Les négociations entre les autorités financières européennes, en vue de convenir d’un plan de sauvetage financier de la Grèce, ont largement dominé l’actualité économique tout au long du mois de juillet. Les gouvernements des pays de la zone euro voulaient impliquer les grandes banques commerciales dans ce plan et endiguer les risques de contagion de la crise financière grecque aux autres pays européens vulnérables.

Finalement, à la suite d’un marathon de négociations entre la France et l’Allemagne, les dirigeants de la zone euro ont annoncé, le 22 juillet, la conclusion d’un plan de sauvetage de 109 milliards d’euros pour la Grèce ainsi que la création du Fonds européen de stabilité financière dont le rôle sera de prévenir et de gérer les prochaines crises de dettes souveraines des pays membres de la zone.

Il n’empêche que, tout au long du mois de juillet, le comportement des marchés boursiers a été affecté par cette nouvelle illustration du dysfonctionnement de nombreux pays européens qui peinent à se relever de la crise financière et économique de 2008-2009.

Si le jour de l’annonce de la conclusion du plan de sauvetage financier de la Grèce méritait d’être célébré dignement par la communauté financière internationale, il a été malheureusement assombri par un discours du président des États-Unis. Barack Obama était en effet furieux que le leader républicain de la Chambre des représentants, John Boehner, ait quitté de façon cavalière la table des négociations sur le déplafonnement de la dette publique américaine qui était sur le point d’atteindre le seuil limite des 13 500 milliards de dollars.

Si le Congrès américain, dominé par des élus républicains hostiles au président démocrate, n’acceptait pas que le gouvernement central s’endette au-delà du plafond convenu (13,5 G$ US), tout l’appareil étatique risquait d’être paralysé. Compte tenu d’une possible incapacité du gouvernement américain à emprunter pour payer ses fonctionnaires, ses militaires disséminés partout dans le monde, son propre système de santé publique, ses professeurs, etc., un immense chaos menaçait le plus puissant et le plus « riche » pays de l’univers. Cette crise budgétaire américaine était d’abord et avant tout idéologique, car les républicains s’opposent à toute hausse d’impôt (même pour les milliardaires) et réclament l’abolition de nombreuses dépenses sociales.  Elle a d’ailleurs littéralement plombé les marchés boursiers de la fin de juillet jusqu’au début d’août. Finalement, le jour de la date butoir (2 août), un accord bipartite sur le déplafonnement de la dette américaine a été adopté. Malheureusement, c’était trop peu trop tard.

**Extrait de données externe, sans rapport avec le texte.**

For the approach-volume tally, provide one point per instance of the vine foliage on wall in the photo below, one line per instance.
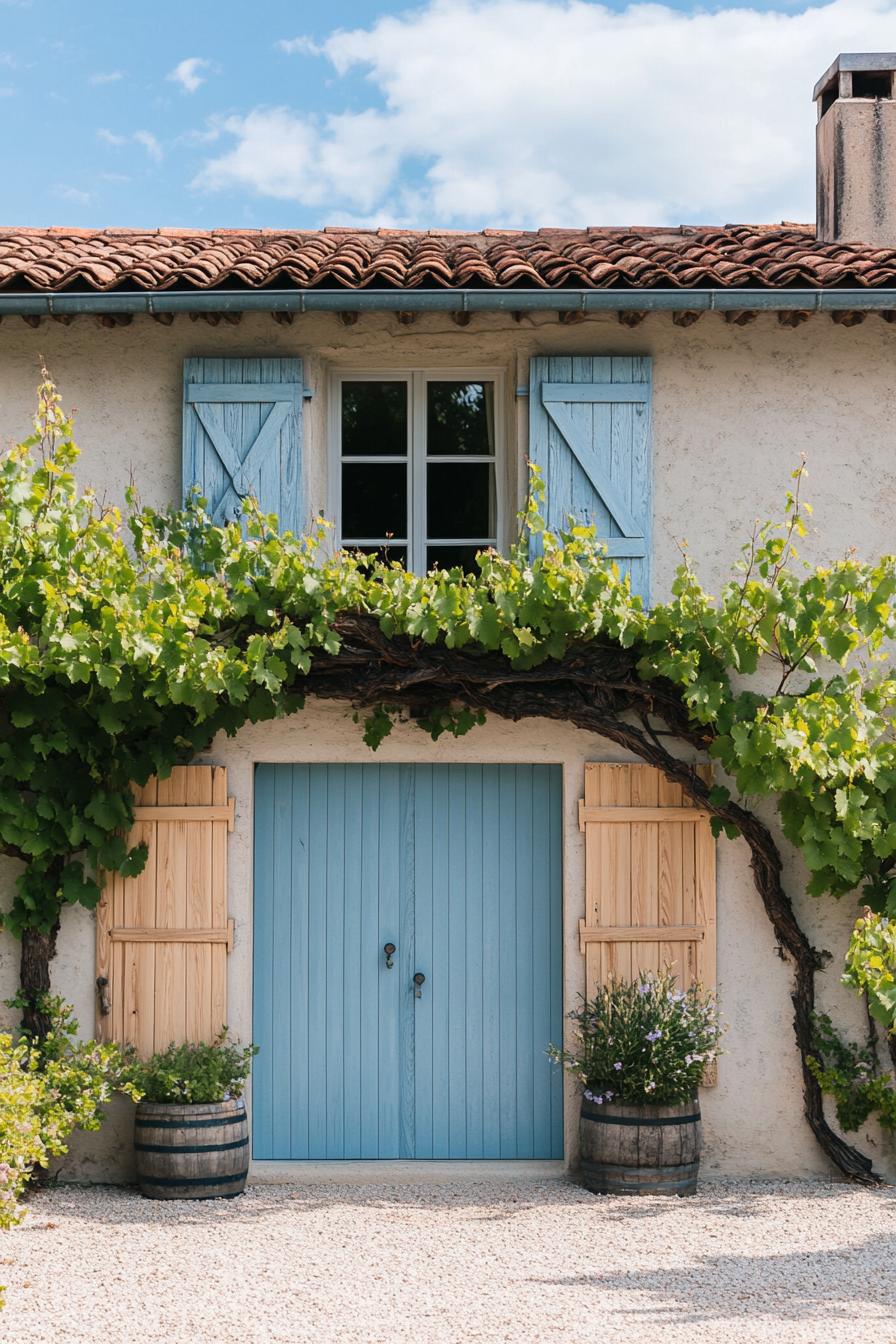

Le psychodrame du surendettement des États-Unis a mis en lumière plusieurs lacunes qui minent la première puissance économique mondiale. Le 5 août, après la fermeture des marchés, la firme de notation de crédit Standard & Poors annonçait qu’elle venait de retirer à l’État fédéral sa note de crédit parfaite (AAA). Cette décote humiliante ne laissait présager rien de bon lors de l’ouverture des marchés boursiers et financiers, le 8 août.

De fait, les marchés ont réagi violemment pendant toute la semaine, la volatilité étant alors à son comble. La solvabilité des États-Unis était remise en question et les risques que le pays ne retombe en récession n’allaient qu’en grandissant.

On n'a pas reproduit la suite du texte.